Мой старый Бернар, правда в том, что мне ужасно опротивело всё, как и я сам. Я не сожалею ни о чём из прошлого, но я сожалею обо всём том, на что я надеялся, но что не пришло, все эти напрасные мечты, эта бесцельная Любовь, эта глупая, глупая жизнь. И самое ужасное, что ничего не поделаешь. Если бы достаточно было пройти десять миллионов километров и в конце отыскать радость, я бы пошёл! Я бы знал, что в конце этих десяти миллионов километров будет что-то. Но я ничего не вижу, и конечно же, ничего и нет.
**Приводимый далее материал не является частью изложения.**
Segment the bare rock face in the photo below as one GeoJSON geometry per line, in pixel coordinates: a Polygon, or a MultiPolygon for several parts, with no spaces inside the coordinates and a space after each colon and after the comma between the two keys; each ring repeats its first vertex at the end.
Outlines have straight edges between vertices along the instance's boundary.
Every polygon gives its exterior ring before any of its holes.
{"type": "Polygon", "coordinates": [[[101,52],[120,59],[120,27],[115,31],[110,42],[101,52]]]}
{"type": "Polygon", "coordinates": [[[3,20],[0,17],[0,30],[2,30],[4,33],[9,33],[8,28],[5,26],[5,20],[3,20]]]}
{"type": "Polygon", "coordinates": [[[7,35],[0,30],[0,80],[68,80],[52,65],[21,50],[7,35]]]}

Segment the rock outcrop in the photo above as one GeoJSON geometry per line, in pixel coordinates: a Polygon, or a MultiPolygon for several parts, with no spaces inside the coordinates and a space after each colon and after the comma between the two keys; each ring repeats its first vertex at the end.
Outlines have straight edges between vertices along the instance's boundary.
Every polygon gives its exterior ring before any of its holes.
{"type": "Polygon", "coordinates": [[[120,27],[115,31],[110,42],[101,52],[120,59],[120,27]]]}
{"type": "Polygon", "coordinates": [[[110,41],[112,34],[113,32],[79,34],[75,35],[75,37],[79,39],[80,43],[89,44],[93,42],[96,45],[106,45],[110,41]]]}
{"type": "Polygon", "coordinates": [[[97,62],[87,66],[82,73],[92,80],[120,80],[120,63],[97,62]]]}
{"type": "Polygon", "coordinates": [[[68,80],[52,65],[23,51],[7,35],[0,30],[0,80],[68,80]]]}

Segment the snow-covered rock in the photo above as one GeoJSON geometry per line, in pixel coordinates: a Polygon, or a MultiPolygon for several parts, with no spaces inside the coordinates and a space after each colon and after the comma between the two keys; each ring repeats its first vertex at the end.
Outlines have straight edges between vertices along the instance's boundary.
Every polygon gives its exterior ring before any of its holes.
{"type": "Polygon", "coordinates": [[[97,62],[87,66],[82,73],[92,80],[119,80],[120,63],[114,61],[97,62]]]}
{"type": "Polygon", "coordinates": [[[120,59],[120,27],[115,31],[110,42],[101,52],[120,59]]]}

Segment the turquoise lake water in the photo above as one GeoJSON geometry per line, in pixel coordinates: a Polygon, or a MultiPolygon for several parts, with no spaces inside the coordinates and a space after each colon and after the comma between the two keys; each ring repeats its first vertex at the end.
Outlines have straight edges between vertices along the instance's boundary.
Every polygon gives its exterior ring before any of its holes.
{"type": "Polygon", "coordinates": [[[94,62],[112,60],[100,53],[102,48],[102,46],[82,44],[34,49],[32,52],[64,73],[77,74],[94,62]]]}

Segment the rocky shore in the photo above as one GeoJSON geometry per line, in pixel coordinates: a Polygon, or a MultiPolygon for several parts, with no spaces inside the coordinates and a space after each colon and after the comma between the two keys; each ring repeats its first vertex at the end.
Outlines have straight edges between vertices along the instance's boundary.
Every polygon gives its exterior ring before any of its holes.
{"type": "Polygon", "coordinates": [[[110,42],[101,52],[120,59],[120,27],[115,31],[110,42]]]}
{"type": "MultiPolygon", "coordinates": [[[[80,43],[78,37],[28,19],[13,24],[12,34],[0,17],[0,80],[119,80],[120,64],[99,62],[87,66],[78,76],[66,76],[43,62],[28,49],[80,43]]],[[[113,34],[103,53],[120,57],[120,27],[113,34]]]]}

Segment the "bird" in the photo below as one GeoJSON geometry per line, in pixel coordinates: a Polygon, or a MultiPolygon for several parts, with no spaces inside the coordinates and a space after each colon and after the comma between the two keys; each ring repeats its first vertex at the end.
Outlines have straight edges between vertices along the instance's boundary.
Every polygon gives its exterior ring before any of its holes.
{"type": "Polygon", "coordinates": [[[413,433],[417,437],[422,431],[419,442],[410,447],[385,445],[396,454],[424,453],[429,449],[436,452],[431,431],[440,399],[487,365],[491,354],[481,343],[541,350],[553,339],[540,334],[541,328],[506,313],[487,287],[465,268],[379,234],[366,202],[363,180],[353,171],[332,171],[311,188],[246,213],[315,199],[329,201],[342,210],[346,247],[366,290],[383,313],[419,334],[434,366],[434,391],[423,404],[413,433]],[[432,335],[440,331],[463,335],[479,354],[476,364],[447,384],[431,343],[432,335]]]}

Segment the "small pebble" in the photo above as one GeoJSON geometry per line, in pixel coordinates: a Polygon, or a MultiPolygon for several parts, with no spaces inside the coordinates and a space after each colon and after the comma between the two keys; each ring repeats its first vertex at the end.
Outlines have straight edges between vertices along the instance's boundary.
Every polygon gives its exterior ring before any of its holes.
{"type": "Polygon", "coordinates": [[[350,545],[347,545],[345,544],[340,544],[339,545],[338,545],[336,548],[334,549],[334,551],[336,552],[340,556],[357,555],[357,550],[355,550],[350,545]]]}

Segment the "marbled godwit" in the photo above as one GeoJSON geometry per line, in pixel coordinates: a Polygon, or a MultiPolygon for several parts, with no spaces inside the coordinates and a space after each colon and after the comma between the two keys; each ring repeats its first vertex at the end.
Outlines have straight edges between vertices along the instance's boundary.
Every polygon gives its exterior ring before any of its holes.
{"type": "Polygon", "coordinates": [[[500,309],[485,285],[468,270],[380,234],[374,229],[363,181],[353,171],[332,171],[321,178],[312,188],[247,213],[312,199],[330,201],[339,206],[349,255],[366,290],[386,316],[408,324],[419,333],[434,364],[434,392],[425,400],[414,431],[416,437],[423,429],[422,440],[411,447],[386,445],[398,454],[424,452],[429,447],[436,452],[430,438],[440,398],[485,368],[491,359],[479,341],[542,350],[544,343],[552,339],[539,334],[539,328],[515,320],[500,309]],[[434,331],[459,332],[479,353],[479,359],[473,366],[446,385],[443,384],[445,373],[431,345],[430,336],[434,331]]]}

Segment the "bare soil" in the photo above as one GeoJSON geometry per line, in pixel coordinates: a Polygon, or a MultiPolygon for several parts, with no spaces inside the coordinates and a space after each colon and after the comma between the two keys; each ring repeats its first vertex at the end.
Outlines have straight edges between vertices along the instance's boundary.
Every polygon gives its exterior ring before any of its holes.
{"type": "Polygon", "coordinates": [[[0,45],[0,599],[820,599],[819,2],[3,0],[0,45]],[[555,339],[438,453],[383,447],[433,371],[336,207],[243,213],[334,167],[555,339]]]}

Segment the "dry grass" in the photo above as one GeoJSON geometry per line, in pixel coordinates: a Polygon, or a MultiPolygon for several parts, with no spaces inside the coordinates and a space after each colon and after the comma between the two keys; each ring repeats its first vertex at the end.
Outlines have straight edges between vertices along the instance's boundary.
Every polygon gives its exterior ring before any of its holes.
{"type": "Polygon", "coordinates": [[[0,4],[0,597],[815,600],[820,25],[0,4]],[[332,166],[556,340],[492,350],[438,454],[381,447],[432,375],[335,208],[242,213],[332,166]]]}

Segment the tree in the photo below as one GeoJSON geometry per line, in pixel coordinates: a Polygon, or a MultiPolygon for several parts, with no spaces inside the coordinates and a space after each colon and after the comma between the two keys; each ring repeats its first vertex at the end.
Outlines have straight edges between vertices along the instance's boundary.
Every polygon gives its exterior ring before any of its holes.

Как ты был мудр, Бернар, и как ты дружелюбно высмеивал мои великие надежды. О, я бы хотел стереть себя с лица земли, если бы знал, что это к чему-то приведёт. Единственное, чего я сейчас желаю, это курить, курить, и плечо друга, кого-нибудь, кто не задавал бы вопросов, кто понимал бы и кто любил бы вопреки всему.

И в этой невозможной ситуации, когда я едва выношу самого себя, мне нужно ждать приезда моей матери! Бог мой, какая сила мне понадобится, чтобы играть эту комедию.

Неужели в моей жизни было что-то радикально неправильное, что я остаюсь этим забитым, истерзанным, несчастным существом?

Абсурдно писать тебе эти вещи, ибо что ты можешь ответить? Мы всегда одиноки. Концлагерь продолжается.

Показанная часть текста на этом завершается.